Ghost goals in World Cup history
The name may be recent but the idea is as old as the hills, and goals that shouldn’t have been have altered the fabric of the game forever
The term “ghost goal” entered the English language only fifteen years ago, but of course the phenomenon has been part of the game since the earliest pig’s bladder was booted past a chalk line.
Of course, any goal that is borderline or questionable will draw criticism from all sides. There will be those who argue that they definitely saw the ball clearly in, and others who are just as vehement that they saw it clearly on the line.
The term was coined by then-Chelsea chief Jose Mourinho in 2005, when Liverpool’s Luis Garcia put one over the line in the Champions League semi-final match between the two teams. With his customary humorous, if acerbic, delivery, “the Special One” let the world know that the goal was not legitimate in his eyes, and the term has gained a foothold in the English language, often repeated by the press.
In the qualification stage for the current 2022 Qatar World Cup, there was another “ghost goal” acted out in reverse, when in a match between Serbia and Portugal, Cristiano Ronaldo scored what looked to be the winning goal in stoppage time.
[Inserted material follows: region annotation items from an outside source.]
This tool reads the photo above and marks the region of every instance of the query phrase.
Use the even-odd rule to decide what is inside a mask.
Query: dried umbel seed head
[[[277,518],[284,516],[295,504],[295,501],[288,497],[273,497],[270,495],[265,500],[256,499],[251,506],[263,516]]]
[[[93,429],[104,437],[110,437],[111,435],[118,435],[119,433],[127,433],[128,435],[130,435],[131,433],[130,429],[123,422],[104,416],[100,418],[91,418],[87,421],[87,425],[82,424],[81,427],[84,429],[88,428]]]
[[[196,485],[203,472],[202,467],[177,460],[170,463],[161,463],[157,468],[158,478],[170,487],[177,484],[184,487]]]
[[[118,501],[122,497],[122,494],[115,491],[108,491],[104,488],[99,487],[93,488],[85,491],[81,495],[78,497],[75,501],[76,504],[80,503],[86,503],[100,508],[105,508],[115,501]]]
The referee did not award the goal despite the ball clearly being across the line, and with no goal line technology or VAR in the game, his decision stood.
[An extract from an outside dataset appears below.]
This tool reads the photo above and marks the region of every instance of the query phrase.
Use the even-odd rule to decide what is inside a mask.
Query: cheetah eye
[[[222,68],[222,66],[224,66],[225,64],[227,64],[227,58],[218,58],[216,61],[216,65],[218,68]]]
But in the actual World Cup itself, there are two incidents involving, interestingly enough, the same protagonists. In the 2010 World Cup in South Africa, England were trailing Germany 2-1 in the Round of 16 when Frank Lampard hit a shot off the crossbar that bounced well inside the goal. The referee thought that it was not a goal and did not award it, swaying the momentum of the game entirely. Instead of levelling the score and punching from the front foot, England were deflated and went on to lose 4-1.
But the most important “ghost goal” in World Cup history is without a doubt the tie-breaking Geoff Hurst goal in the England vs West Germany final of the 1966 World Cup. With the score tied 2-2, Hurst’s shot hit the crossbar and bounced down. The Germans swore that they saw chalk fly when the ball hit the ground, indicating that the ball hit the line, but all of the English players in the vicinity all swore that they saw it clearly in the goal.
Swiss referee Gottfried Dienst wasn’t sure and consulted with his Soviet assistant Tofik Bahramov, who awarded the goal. England went up 3-2 and after the famous “they-think-its-all-over” moment, scored a fourth to win 4-2.
With the advent of goal line technology’s use in the World Cup since 2014, pushed ahead in no small part by the widespread criticism of the 2010 Lampard scandal, “ghost goals” in the World Cup should become a thing of the past. But as the Portuguese learned in Serbia, it can still find its way into the game when you least expect it.